然而,白莜要退位的愿望被温情无情反驳了,门内崇拜她的弟子更是一千个、一万个不愿意,温若寒甚至直接戳穿了她的内心:
“甭想躲清闲,宗主之位可不是大白菜,容不得你说丢就丢。我只服你一人,若是换个人当,我立马就‘造反’。”
白莜想当条咸鱼的心愿彻底落空了。
如此过了一年,江厌离诞下一子,兰陵金氏在金鳞台大摆满月宴,仙门中有头有脸的人大都被请了去,白莜自是也在受邀之列。

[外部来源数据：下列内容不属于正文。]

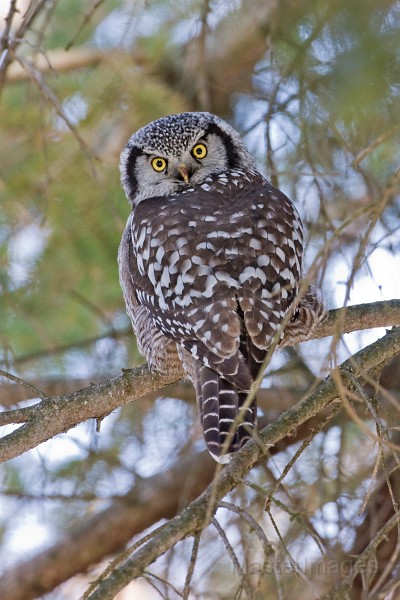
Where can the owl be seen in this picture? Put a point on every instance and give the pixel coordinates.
(210, 264)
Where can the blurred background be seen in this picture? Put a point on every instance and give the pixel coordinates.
(314, 88)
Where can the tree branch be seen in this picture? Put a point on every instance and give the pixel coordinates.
(152, 499)
(200, 512)
(56, 415)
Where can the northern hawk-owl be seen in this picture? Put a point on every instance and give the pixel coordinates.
(210, 263)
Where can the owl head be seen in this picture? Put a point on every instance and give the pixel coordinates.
(176, 152)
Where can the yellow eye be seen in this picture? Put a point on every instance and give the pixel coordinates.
(199, 151)
(159, 164)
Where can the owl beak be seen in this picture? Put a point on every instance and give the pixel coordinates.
(184, 172)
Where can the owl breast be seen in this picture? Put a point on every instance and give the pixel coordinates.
(206, 269)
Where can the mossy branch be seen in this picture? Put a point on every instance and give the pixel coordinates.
(56, 415)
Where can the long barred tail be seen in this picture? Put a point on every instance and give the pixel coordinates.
(223, 414)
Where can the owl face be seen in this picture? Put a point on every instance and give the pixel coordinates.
(180, 151)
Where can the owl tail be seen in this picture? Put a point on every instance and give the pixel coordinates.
(223, 414)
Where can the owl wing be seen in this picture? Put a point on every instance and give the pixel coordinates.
(215, 266)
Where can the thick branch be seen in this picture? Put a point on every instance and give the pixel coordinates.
(51, 417)
(94, 538)
(199, 513)
(103, 533)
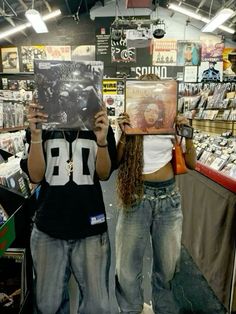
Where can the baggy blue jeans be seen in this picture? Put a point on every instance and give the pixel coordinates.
(158, 217)
(54, 260)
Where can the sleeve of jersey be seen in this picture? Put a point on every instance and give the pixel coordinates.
(112, 149)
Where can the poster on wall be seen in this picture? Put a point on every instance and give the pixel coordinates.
(164, 72)
(10, 60)
(211, 71)
(212, 48)
(190, 73)
(151, 106)
(83, 53)
(119, 50)
(70, 92)
(164, 52)
(229, 64)
(188, 52)
(58, 52)
(29, 53)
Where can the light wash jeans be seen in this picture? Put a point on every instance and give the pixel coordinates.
(159, 217)
(54, 260)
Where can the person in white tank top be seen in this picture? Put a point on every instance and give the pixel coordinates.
(150, 209)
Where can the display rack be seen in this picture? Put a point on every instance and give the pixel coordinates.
(15, 233)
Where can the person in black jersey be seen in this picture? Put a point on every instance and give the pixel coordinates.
(70, 229)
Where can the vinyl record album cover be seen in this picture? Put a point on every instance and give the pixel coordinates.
(151, 106)
(70, 92)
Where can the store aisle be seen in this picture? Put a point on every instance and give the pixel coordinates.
(191, 290)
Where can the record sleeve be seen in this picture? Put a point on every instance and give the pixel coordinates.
(70, 92)
(151, 106)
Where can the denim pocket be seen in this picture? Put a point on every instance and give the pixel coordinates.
(170, 203)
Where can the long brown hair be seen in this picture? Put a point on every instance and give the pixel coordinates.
(129, 178)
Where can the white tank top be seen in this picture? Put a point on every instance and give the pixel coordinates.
(157, 152)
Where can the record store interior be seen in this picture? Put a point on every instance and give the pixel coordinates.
(190, 46)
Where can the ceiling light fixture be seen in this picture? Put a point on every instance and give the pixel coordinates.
(20, 28)
(36, 20)
(196, 16)
(219, 19)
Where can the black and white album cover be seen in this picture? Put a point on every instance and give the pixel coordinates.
(70, 92)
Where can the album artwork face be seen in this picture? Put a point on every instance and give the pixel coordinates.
(70, 92)
(151, 106)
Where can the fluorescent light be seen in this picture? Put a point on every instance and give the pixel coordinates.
(184, 11)
(20, 28)
(218, 20)
(199, 17)
(51, 15)
(35, 19)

不过,白莜讨厌热闹的场合,便精心制作了一份珍贵的礼物,托薛洋捎去。
薛洋兴致勃勃而去,归来后却满脸沉郁。
白莜见状,就问他生了什么事。
薛洋回道:“金子轩被凶尸袭击,伤得很严重,也不知道救不救得活。”
“我去兰陵看看。”说完,她便嗖地飞走了。薛洋不知何故,于是也御着剑紧随其后。
到了兰陵,白莜才晓得金子轩伤得到底有多重,心脏几乎被洞穿,进气少,出气多,几乎只剩下一口气了。
医士们个个摇头叹息,显然是到了回天乏术的地步,众人满脸哀戚,江厌离与金夫人更是哭得泣不成声。
白莜仿佛听到了死神渐渐靠近的脚步声,虽然她与金子轩并不相熟,但因着江厌离的缘故,也算是比陌生人多了些许熟悉感。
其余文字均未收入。